Andeutung auf Margaretes Schicksal

Margaretes Schicksal, ihre Verführung und ihr Verlassenwerden werden auch mit dem darauf folgenden Soldatenlied angedeutet: „Das ist ein Stürmen!/ Das ist ein Leben! / Mädchen und Burgen/ Müssen sich geben./ Kühn ist das Mühen,/ Herrlich der Lohn!/ Und die Soldaten ziehen davon.“ (V. 895-902). Beide Ausrufe (V. 895-896) sind durch Parallelismus und Anapher miteinander verknüpft. Vers 899 und 900 stellen Inversionen dar, welche die Adjektive „kühn“ und „herrlich“ hervorheben. Der Vers 900 ist elliptisch: „Herrlich (ist) der Lohn“.

Das Lied verdeutlicht auch die Doppelmoral der patriarchalisch bestimmten Gesellschaft. Während die Männer die Frauen wie Burgen erobern dürfen, ist die weibliche Rolle dagegen passiv und ergeben.
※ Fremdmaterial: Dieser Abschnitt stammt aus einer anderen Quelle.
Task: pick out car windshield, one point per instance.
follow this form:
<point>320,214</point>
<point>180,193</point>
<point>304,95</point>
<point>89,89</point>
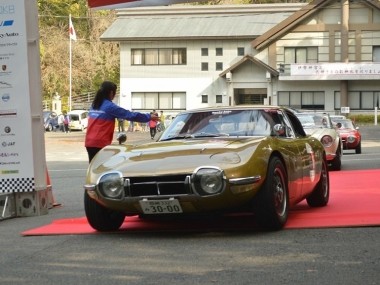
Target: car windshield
<point>345,124</point>
<point>222,123</point>
<point>314,120</point>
Im Vorausblick weist das Lied in diesem Zusammenhang eine eindeutige Parallele zu Margaretes Bruder Valentin auf: Als Soldat gleichen Schlages wird er Margaretes uneheliche Liebschaft zu Faust verurteilen und sie öffentlich dafür denunzieren.

Eine weitere Anspielung auf Margarete findet sich in dem Lied der Bauern, welche die unsanfte Begegnung zwischen Faust und Margarete vorwegnehmen: „Der Schäfer putze sich zum Tanz,/ Mit bunter Jacke, Band und Kranz,/ (…) Er drückte hastig sich heran,/ Da stieß er an ein Mädchen an/ Mit seinem Ellenbogen;/ Die frische Dirne kehrt' sich um/ Und sagte: Nun, das find' ich dumm! (…) Und tu mir doch nicht so vertraut!/ Wie mancher hat nicht seine Braut/ Belogen und betrogen!“ (V. 949-950/ 957-961/ 971-972).

Freude an der Natur

Faust tritt in diese Szenerie hinein mit einem gewaltigen Monolog, in dem er die durch den Frühling erwachte Natur begrüßt und preist: „Vom Eise befreit sind Strom und Bäche/ Durch des Frühlings holden, belebenden Blick;/ Im Tale grünet Hoffnungsglück;/ Der alte Winter in seiner Schwäche,/ Zeigt sich in rauhe Berge zurück.“ (V. 903-907). Symbolisch steht hier der Frühling für den Neubeginn nach der zuvor durchlittenen Verzweiflung der letzten Nacht.

Mit dem Gegensatz von Frühling und Winter wird die Grundproblematik der beiden Seelen, die in Fausts Brus...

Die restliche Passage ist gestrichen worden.